Humanitarian aid could begin arriving in Gaza by sea from Cyprus as soon as this weekend, Ursula von der Leyen has said.
“We are very close to opening this corridor, hopefully this Sunday,” said the president of the European Commission following a visit to the Cypriot port of Larnaca.
It came as Lord Cameron, the Foreign Secretary, warned that a US-led plan to build a temporary port on the shores of the besieged enclave to facilitate aid deliveries could take months to come to fruition.
Britain is to work with Washington on its “emergency mission” to get more aid into Gaza.
The temporary harbour “will take months to stand up”, Lord Cameron said, as he urged Israel to “promise today” to open its functioning Ashdod Port in the meantime, to where aid could be shipped from Cyprus and driven into Gaza.

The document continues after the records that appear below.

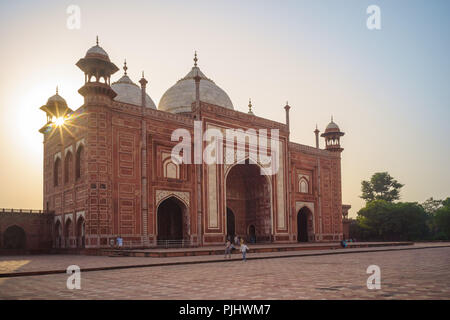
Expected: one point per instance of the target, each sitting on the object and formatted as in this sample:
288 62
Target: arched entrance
249 194
14 238
80 232
231 224
172 220
68 233
58 234
304 216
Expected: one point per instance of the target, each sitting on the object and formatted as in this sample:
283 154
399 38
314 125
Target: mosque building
108 169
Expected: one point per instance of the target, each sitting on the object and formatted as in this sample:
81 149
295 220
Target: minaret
332 137
287 107
316 132
97 70
143 83
144 167
197 83
250 107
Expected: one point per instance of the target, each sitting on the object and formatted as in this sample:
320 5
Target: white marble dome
129 92
332 127
179 98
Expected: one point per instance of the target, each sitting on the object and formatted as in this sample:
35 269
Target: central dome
179 98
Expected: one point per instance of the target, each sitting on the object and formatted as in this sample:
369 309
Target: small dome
332 127
97 52
180 97
129 92
56 106
57 100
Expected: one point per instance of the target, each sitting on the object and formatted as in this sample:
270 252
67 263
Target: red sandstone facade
107 173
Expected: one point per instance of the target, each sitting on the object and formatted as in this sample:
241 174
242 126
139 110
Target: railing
11 210
173 243
131 244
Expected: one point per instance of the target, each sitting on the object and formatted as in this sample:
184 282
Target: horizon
386 89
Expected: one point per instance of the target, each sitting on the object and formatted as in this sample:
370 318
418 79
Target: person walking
244 250
228 249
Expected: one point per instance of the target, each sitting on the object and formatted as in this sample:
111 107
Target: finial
125 68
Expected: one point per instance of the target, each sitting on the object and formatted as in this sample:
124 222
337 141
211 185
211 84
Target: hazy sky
388 89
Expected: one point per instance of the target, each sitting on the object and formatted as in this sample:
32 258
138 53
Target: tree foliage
381 186
382 220
442 221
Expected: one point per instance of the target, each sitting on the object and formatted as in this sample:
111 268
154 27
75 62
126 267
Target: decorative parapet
238 115
24 211
311 150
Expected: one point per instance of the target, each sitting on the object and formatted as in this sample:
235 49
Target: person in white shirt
244 250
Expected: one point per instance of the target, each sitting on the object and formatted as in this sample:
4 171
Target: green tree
431 206
442 221
387 221
381 186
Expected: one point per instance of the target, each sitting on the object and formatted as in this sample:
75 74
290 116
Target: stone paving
32 263
405 274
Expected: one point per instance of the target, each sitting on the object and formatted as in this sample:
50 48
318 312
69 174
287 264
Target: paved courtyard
405 274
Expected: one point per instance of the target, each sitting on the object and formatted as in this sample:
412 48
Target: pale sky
388 89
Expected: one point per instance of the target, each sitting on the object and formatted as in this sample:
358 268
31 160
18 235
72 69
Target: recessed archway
250 195
14 237
231 224
80 232
58 232
68 232
172 220
304 216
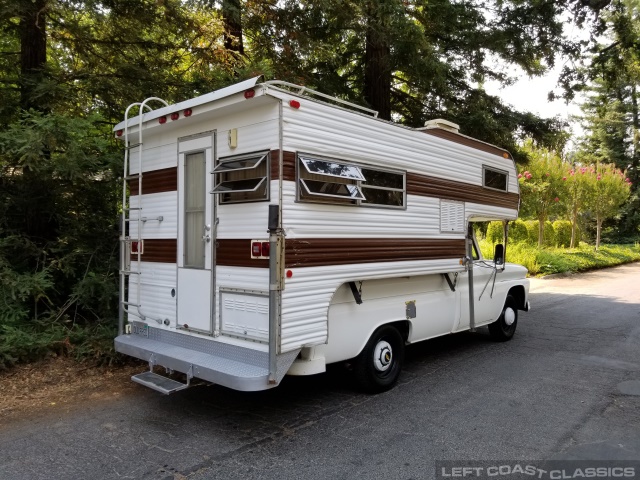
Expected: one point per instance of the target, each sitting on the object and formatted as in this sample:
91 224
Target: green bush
562 229
549 234
495 232
518 232
532 230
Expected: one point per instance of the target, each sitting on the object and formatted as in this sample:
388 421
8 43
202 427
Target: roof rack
300 90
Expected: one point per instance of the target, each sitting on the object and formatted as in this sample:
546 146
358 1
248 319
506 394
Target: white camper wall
330 132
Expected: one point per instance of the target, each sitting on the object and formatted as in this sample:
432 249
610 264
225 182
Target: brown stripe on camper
288 165
437 187
315 252
163 250
237 253
468 141
156 181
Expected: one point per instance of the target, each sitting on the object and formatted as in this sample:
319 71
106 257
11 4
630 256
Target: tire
504 328
378 366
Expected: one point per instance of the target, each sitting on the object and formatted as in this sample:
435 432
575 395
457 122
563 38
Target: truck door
195 231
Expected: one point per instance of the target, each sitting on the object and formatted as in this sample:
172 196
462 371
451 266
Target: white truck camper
269 229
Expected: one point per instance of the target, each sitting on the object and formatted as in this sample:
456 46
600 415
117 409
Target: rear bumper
232 366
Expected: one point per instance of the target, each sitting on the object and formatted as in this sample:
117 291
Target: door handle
206 237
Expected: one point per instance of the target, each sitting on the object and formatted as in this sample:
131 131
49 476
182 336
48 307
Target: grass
547 260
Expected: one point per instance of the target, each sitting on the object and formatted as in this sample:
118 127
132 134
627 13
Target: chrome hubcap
509 316
382 356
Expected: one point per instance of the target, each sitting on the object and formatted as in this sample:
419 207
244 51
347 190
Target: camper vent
442 124
451 216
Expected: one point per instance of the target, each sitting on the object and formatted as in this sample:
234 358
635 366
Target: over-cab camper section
271 229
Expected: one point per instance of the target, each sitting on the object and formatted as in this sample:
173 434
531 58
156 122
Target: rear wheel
378 366
504 328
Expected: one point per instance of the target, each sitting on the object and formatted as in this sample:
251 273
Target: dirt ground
59 383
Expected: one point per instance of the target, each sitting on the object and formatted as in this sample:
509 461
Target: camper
269 229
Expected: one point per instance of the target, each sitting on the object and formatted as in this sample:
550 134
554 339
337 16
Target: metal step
238 367
158 382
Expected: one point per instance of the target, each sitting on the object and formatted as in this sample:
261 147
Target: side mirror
498 255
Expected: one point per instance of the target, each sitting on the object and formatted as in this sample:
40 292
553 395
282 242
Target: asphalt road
566 387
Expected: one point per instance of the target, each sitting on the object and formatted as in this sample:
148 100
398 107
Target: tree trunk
33 50
540 231
232 17
377 64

The Foreign Secretary said it was “incredibly frustrating” that Israel was not taking steps to allow more aid in.
“Right now there’s a crisis. We need 500 trucks a day or more going into Gaza,” he told BBC Radio 4’s World At One programme on Friday.
“In the last five days, we’ve been averaging 123 trucks a day. That’s not good enough and that needs to be fixed now.

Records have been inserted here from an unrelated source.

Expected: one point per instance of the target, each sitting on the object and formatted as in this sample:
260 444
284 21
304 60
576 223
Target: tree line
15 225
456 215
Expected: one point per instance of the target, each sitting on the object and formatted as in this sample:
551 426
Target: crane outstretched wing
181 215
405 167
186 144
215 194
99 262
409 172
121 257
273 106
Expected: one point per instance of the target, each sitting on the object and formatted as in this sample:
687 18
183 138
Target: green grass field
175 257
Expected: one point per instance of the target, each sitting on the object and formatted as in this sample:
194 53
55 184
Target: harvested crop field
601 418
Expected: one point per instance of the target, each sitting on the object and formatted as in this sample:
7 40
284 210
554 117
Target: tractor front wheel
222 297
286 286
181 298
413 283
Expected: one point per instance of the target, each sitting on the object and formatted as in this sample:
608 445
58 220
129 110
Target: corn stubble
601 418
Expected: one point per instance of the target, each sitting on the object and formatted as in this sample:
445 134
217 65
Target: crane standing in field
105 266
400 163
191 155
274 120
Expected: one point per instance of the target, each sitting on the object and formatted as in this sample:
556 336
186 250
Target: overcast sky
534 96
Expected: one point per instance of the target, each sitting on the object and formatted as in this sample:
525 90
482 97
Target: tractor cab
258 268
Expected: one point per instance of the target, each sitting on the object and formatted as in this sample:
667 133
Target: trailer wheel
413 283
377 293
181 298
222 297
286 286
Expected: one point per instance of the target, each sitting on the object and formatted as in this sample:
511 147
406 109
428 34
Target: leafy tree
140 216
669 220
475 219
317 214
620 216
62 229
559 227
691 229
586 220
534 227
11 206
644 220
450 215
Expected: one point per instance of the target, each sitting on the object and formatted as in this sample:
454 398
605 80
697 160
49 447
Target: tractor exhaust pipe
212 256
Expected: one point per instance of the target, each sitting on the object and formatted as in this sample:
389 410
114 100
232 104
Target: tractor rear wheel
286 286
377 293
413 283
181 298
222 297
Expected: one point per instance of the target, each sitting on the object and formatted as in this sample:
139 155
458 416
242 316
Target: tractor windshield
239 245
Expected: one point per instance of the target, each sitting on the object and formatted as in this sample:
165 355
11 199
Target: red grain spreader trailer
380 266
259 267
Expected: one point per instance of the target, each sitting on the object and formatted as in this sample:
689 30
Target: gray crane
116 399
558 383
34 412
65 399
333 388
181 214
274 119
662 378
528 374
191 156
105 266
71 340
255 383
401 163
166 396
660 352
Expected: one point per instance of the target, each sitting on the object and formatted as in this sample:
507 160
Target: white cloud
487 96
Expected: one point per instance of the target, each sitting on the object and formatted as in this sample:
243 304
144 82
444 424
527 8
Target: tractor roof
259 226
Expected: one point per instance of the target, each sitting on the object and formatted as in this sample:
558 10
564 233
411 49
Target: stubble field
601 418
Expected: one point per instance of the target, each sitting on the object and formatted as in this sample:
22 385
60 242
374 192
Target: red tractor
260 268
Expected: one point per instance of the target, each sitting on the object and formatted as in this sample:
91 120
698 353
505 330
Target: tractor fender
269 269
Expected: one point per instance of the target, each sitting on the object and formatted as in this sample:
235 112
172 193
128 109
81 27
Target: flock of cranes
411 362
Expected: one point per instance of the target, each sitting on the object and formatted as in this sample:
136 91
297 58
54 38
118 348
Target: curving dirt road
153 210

“And that can be fixed if Israel opens more crossing points, if they allow more UN staff into Gaza to help process the aid and get it round the different bits of Gaza. And they could also do things like full resumption of the water and the electricity that goes into north and south Gaza.
“We’ve set out these points repeatedly and it’s incredibly frustrating that these things haven’t happened when you think of the terrible humanitarian situation in Gaza.”